Many (most) regular expression libraries for C++ allow for creating the expression from a string during runtime. Is anyone aware of any C++ parser generators that allow for feeding a grammar (preferably BNF) represented as a string into a generator at runtime? All the implementations I've found either require an explicit code generator to be run or require the grammar to be expressed via clever template meta-programming.

回答1:

It should be pretty easy to build a recursive descent, backtracking parser that accepts a grammar as input. You can reduce all your rules to the following form (or act as if you have):

 A = B C D ;

Parsing such a rule by recursive descent is easy: call a routine that corresponds to finding a B, then one that finds a C, then one that finds a D. Given you are doing a general parser, you can always call a "parse_next_sentential_form(x)" function, and pass the name of the desired form (terminal or nonterminal token) as x (e.g., "B", "C", "D").

In processing such a rule, the parser wants to produce an A, by finding a B, then C, then D. To find B (or C or D), you'd like to have an indexed set of rules in which all the left-hand sides are the same, so one can easily enumerate the B-producing rules, and recurse to process their content.

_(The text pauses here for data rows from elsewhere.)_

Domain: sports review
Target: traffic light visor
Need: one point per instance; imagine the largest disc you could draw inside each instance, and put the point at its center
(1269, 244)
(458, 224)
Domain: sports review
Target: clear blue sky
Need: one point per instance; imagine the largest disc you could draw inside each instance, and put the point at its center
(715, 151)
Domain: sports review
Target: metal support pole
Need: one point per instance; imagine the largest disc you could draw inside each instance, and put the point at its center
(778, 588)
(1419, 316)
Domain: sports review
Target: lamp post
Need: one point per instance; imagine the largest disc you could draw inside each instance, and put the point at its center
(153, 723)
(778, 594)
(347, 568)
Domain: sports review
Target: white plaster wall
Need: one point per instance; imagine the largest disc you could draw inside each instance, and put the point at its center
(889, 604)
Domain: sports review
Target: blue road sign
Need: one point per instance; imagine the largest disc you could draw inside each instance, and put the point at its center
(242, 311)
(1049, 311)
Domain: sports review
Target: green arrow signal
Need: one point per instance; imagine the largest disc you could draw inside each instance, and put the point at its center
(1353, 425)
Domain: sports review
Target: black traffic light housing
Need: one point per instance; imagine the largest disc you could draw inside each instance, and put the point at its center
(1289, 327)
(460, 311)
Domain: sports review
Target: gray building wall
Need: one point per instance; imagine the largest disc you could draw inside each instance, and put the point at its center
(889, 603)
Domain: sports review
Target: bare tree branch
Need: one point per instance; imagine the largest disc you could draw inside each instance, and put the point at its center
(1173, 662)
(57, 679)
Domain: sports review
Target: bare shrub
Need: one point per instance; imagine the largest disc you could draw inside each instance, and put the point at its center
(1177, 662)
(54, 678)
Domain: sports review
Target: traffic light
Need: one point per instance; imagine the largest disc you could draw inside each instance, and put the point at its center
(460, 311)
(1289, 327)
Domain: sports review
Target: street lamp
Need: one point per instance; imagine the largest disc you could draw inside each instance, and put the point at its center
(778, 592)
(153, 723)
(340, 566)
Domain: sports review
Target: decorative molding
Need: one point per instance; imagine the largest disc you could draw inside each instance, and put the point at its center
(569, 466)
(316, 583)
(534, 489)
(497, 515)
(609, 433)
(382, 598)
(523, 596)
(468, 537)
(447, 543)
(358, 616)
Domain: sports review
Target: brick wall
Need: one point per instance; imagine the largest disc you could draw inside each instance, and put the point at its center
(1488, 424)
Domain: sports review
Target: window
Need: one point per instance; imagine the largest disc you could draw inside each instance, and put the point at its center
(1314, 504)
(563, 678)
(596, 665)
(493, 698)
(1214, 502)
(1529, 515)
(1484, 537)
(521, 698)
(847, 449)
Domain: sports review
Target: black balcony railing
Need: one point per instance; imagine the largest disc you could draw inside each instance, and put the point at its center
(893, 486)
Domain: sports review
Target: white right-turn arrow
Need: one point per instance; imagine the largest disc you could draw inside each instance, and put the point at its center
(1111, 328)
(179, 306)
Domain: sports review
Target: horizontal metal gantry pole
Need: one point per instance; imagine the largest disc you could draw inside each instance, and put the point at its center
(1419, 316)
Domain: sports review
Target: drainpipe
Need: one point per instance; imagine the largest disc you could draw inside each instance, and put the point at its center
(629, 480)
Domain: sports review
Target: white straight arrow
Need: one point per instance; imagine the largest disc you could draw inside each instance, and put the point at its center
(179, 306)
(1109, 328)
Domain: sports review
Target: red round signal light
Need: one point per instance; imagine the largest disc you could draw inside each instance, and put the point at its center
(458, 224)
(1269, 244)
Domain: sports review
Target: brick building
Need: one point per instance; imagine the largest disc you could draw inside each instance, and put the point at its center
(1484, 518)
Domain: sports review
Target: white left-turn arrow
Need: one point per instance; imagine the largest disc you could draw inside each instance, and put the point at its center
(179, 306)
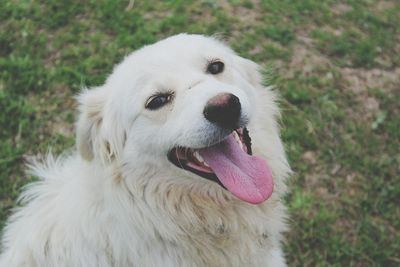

If your parser gets a failure, it simply backtracks.

This won't be a lightning fast parser, but shouldn't be terrible if well implemented.

One could also use an Earley parser, which parses by creating states of partially-processed rules.

If you wanted it to be fast, I suppose you could simply take the guts of Bison and make it into a library. Then if you have grammar text or grammar rules (different entry points into Bison), you could start it and have it produce its tables in memory (which it must do in some form). Don't spit them out; simply build an LR parsing engine that uses them. Voila, on-the-fly efficient parser generation. You have to worry about ambiguities and the LALR(1)ness of your grammar if you do this; the previous two solutions work with any context free grammar.



回答2:

I am not aware of an existing library for this. However if performance and robustness are not critical, then you can spin off bison or any other tool that generates C code (via popen(3) or similar), spin off gcc on the generated code, link it into shared library and load the library via dlopen(3)/dlsym(3). On Windows -- DLL and LoadLibrary() instead.



回答3:

The easiest option is to embed some scripting language or even a full-blown VM (e.g., Mono), and run your generated parsers on top of it. Lua has quite a powerful JIT compiler, decent metaprogramming capabilities and several Packrat implementations ready to use, so probably it would be the least effort way.



回答4:

I just came across this http://cocom.sourceforge.net/ammunition++-13.html
The last one is an Earley Parser and it appears to take the grammar as a string.
One of the functions is:

Public function `parse_grammar'

         `int parse_grammar (int strict_p, const char *description)'

is another function which tunes the parser to given grammar. The grammar is given by string `description'. The description is similiar YACC one.

The actual code is at http://sourceforge.net/projects/cocom/

EDIT

A newer version is at https://github.com/vnmakarov/yaep



回答5:

boost::spirit is a C++ parsing framework that can be used to construct parsers dynamically at runtime.